Understanding the concepts behind asynchronous messaging

REST, gRPC, and GraphQL are all API paradigms and they are very different from each other as discussed in my article series. But they do have one thing in common - they are all examples of synchronous communication. And if you are wondering what about async/await in .NET, no, I am not talking about that!

In synchronous communication, the sender of a request has to wait for a response from the receiver before it can carry out meaningful work. The sender relies on the receiver to receive the message, process it, and return a response to carry out further actions. If the receiver is busy or experiencing an outage, then the sender might not be able to carry out its operations. HTTP, being ubiquitous, is the most common transport used for all three API patterns. Developers assuming that “The network is reliable” is in fact the first fallacy of distributed computing. So, what happens when you have an HTTP timeout? You never know what is going on at the receiver end. In fact, you can’t be sure that the request reached the receiver. Retries can be implemented and this will work if you have idempotent operations, but what if the operation is payment-related? I wouldn’t be happy if my credit card was charged multiple times as a part of retries! The sender and receiver must always be up and running and available at all points in time. This is called temporal coupling, where two parties that communicate are coupled in terms of timing. Synchronous communication patterns have a high degree of temporal coupling. Think of a phone call. Both the caller and receiver have to be available at the time of the phone call for the call to happen. 

 

Let’s get introduced to asynchronous messaging. It is an asynchronous communication pattern where the sender and receiver operate independently of each other. The sender sends a message to a “queue”, and the receiver can process it when it is available. This can be immediate or at any point in the future, the time of which cannot be predicted.  This reduces the temporal coupling as the sender and receiver don't have to be available at all points of time for processing to happen. This means that the sender sends a request but the receiver processes it at a different time or when it can! This also means that the sender can send a request but it does not need to wait for a response from the receiver or there is nothing that can qualify as a response blocking thread, and the sender and receiver can continue with other operations. It's “fire and forget”. Think of you writing a letter and dropping that in a post box. The postal department takes care of the rest for you. 

 

Asynchronous Messaging is not a new concept. It dates back to the 1960s and with the emergence of Message-Oriented-Middleware in the 1980s and 1990s, the concept started to get stronger. Microservices and Service-Oriented Architecture further accelerated the growth of Asynchronous Messaging. With IoT and real-time applications becoming more popular than ever before, asynchronous messaging continues to gain strength. 

 

Message Queue

With Asynchronous Messaging, many of the development issues like retries, fault handling, decoupling code, and introducing a single responsibility become a part of your infrastructure. And the most critical piece of your infrastructure is the message queue. A message queue can be considered a database but instead of storing and indexing your data, it focuses on delivering your messages from one component to another. The sender is only responsible for sending messages to the message queue. Delivering the message to the receiver is the responsibility of the message queue. There is only one-way communication. However, the sender does not know the receiver at all. The introduction of a message queue leads to very loose temporal coupling. The sender and receiver become two very different applications, that can be deployed and scaled separately. Even scaling horizontally is possible with this communication pattern in place. 

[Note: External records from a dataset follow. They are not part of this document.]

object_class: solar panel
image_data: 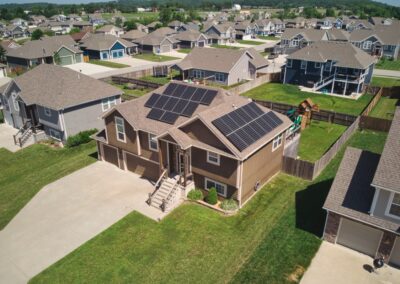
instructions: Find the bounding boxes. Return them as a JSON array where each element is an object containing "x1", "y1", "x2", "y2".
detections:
[
  {"x1": 160, "y1": 111, "x2": 179, "y2": 124},
  {"x1": 147, "y1": 108, "x2": 165, "y2": 120}
]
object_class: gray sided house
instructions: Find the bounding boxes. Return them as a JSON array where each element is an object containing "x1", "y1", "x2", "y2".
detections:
[
  {"x1": 323, "y1": 107, "x2": 400, "y2": 267},
  {"x1": 174, "y1": 48, "x2": 268, "y2": 86},
  {"x1": 6, "y1": 35, "x2": 83, "y2": 69},
  {"x1": 1, "y1": 64, "x2": 122, "y2": 144},
  {"x1": 283, "y1": 41, "x2": 376, "y2": 96}
]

Message queues are a reliability feature for your systems. Your messages are safe if you want to send them from one place to another. They are secure even when the message's consumer has issues or an outage. The message will be delivered to the consumer when it is back up or ready to process the message. It accepts messages, stores them, and delivers them reliably.

 

With asynchronous messaging, we are closer to the realm of integrated applications. The sender and receiver are two different, stand-alone applications. Each application has one well-defined responsibility. Any related functionality is the responsibility of another application or receiver. But they still communicate with each other asynchronously via messaging.

 

What are the steps involved?

  1. The sender sends a message to the queue
  2. The receiver reads the message from the queue
  3. The receiver processes the message
  4. The message gets removed from the queue

This is the simplest scenario. But it involves 4 steps which might seem unnecessary given you can achieve the same in a single RPC call. But what happens when the sender or receiver is having trouble? What if the sender and receiver are fine but there are network connectivity issues? What if your message gets lost in such a network call? Numerous systems cannot afford even the tiniest loss of messages. In such cases, with asynchronous messaging in place, the messages are stored in the queue. The messages are durable and they can be retried by the message queue in place ensuring storage and delivery of your messages. 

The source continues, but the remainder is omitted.